In all his hundred and twenty years Laurus had never found the time to visit the zoo before. But it was a lovely afternoon, and they held hands as they walked down the leafy lanes between the compounds.
Torreya pressed herself to the railings, smiling and pointing at the exhibits, asking a stream of questions. She would often narrow her eyes and concentrate intensely on what she was seeing, which he came to recognize as using her affinity bond with Jante, letting her brother enjoy the afternoon as much as she did. It would be interesting to see if the visit resulted in a new fantasyscape.
Laurus found himself enjoying the trip. Tropicana had no aboriginal land animals, its one mountain range above water was too small to support that kind of complex evolution. Instead its citizens had to import all their creatures, which were chosen to be benign. Here in the zoo, terrestrial and xenoc predators and carnivores roared and hissed and hooted at each other.
Torreya hauled him over to one of the ice cream stalls, and he had to borrow some coins from one of the enforcer squad to pay for the cornets. He never carried money, never had the need before.
Ice cream and an endless sunny afternoon with Torreya, it was heaven.
*
Laurus wakes in the middle of the night, his body as cold as ice. The name has connected; one of his girls was called Nemesia. How long ago? His recollection is unclear. He peers at Abelia, a child with a woman’s body, curled up on her side, wisps of hair lying across her face. In sleep, her small sharp features are angelic.
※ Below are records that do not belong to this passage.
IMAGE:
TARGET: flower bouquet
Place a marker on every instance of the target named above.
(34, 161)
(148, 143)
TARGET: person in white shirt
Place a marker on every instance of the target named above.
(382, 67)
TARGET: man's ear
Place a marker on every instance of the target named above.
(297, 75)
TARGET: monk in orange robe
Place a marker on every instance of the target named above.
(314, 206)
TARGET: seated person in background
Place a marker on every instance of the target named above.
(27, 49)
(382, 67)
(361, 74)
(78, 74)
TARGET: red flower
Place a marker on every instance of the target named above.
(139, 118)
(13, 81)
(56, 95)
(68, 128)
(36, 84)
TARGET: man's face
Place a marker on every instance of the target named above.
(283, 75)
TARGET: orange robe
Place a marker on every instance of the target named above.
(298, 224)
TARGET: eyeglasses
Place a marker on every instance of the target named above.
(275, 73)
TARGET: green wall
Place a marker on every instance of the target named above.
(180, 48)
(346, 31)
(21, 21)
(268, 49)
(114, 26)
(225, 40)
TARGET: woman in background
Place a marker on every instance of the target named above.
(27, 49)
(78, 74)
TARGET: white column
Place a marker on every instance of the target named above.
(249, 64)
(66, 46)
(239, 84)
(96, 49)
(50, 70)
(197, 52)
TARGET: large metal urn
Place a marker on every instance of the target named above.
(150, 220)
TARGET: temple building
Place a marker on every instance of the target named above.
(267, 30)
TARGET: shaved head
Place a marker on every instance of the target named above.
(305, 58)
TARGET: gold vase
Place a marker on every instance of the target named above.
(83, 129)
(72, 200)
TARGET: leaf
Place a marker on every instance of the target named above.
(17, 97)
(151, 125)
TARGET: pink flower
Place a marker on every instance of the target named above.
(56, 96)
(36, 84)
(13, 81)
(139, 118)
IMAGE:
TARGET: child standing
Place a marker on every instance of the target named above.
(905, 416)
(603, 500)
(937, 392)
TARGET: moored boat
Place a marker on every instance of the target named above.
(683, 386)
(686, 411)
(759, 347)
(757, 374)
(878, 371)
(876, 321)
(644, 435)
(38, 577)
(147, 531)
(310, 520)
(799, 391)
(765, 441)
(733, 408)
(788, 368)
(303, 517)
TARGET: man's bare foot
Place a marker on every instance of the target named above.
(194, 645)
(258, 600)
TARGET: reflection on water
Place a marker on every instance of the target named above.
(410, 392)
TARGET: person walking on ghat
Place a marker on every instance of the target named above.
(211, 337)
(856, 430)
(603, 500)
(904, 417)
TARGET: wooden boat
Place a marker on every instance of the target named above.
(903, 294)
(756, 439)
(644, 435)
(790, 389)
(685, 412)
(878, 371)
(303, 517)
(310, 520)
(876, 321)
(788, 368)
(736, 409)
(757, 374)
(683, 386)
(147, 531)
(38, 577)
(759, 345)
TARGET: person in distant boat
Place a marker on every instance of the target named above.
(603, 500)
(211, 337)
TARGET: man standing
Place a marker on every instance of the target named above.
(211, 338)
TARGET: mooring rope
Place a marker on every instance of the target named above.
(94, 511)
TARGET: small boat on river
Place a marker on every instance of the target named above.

He closes his eyes, and finds he cannot even sketch her face in the blackness. In the forty years since his wife died there have been hundreds just like her to enliven his bed. Used then discarded for younger, fresher flesh. Placing one out of the multitude is an impossibility. But still, Nemesia must have been a favourite for even this tenuous yet resilient memory to have survived so long. The Nemesia he is thinking of stood under thin beams of slowly shifting sunlight as she undressed for him, letting the gold rain lick her skin. How long?
*
While Laurus was an entity of pure energy, he’d roamed at will across the cosmos, satisfying his curiosity about nature’s astronomical spectacles. He had witnessed binary sunrises on desert worlds. Watched the detonation of quasars. Floated within the ring systems of gas giant planets. Explored the supergiant stars of the galactic core.